An example of applying a bokeh effect can be seen in this demo:
const imageElement = document.getElementById('image');
const net = await bodyPix.load();
const personSegmentation = await net.estimatePersonSegmentation(imageElement);
const backgroundBlurAmount = 3;
const edgeBlurAmount = 3;
const flipHorizontal = true;
const canvas = document.getElementById('canvas');
// draw the image with the background blurred onto the canvas. The edge between the person and blurred background is blurred by 3 pixels.
bodyPix.drawBokehEffect(
canvas, imageElement, personSegmentation, backgroundBlurAmount, edgeBlurAmount, flipHorizontal);
The above shows the process of applying a 'bokeh' effect to an image (the left-most one) with drawBokehEffect.
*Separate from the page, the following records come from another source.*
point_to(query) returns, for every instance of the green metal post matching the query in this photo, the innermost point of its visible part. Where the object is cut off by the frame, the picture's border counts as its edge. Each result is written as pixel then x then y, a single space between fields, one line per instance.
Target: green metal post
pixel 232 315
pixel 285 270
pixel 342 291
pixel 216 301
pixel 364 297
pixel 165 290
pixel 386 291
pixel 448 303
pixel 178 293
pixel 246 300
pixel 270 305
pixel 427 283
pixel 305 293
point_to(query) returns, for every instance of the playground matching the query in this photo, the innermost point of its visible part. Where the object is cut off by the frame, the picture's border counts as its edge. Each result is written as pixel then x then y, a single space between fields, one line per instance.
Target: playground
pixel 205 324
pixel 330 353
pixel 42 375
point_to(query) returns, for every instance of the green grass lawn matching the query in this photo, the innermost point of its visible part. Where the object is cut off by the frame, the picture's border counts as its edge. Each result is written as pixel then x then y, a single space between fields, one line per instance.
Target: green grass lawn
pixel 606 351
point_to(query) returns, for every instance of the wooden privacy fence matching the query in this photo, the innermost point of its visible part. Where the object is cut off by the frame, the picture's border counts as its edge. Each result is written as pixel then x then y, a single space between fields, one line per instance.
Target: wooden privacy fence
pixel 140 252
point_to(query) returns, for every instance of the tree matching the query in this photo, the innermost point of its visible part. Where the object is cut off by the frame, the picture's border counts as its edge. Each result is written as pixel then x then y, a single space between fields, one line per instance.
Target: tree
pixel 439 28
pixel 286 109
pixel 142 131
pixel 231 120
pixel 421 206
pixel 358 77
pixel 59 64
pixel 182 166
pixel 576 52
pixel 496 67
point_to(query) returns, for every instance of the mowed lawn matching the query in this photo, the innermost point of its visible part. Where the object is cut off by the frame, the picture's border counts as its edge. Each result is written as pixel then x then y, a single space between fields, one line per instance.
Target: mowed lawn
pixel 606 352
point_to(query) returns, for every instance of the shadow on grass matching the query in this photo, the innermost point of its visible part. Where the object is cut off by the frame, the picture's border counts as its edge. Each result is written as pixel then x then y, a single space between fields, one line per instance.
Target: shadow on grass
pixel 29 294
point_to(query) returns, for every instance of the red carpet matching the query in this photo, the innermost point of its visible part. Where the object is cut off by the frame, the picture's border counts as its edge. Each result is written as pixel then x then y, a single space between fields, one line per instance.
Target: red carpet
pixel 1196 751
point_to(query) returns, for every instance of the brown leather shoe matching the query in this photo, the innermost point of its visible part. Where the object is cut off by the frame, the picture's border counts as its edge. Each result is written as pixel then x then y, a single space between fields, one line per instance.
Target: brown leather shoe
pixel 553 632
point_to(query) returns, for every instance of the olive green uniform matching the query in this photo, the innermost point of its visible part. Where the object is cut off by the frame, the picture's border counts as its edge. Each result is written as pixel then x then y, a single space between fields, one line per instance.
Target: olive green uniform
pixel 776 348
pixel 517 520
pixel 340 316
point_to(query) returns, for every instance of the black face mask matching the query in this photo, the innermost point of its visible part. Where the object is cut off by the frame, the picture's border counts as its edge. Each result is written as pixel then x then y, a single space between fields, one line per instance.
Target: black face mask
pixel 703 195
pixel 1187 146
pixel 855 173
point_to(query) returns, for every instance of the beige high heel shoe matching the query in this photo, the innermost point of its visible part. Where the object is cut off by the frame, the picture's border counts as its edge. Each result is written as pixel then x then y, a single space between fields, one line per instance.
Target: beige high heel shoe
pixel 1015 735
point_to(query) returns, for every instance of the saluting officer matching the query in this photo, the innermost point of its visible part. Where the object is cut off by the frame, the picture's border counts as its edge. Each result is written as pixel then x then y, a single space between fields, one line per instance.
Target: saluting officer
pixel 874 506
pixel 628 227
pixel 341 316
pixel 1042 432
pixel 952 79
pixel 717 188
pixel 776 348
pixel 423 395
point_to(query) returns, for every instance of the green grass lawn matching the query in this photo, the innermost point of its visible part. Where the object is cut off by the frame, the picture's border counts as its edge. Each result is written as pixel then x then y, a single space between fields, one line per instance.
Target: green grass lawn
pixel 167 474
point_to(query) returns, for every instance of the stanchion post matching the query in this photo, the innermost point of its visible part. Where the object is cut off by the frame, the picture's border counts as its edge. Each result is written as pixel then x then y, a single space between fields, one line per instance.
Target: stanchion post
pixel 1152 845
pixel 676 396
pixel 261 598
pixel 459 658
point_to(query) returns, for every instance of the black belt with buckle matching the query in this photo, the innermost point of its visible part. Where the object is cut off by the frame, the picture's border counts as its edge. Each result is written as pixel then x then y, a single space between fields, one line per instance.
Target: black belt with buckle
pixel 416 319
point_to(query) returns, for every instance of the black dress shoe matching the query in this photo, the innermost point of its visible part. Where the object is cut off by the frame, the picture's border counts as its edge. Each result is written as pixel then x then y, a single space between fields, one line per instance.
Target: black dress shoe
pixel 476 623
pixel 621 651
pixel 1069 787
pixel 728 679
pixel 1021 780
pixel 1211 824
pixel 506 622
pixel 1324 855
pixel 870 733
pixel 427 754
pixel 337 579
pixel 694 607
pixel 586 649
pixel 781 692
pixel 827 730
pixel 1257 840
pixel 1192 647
An inverted mask is generated from a personSegmentation. The original image is then drawn onto the canvas, and using the canvas compositing operation destination-over the mask is drawn onto the canvas, causing the background to be removed. The original image is blurred and drawn onto the canvas where it doesn't overlap with the existing image using the compositing operation destination-over. The result is seen in the right-most image.
Details for how to run the demo are included in the demo/ folder.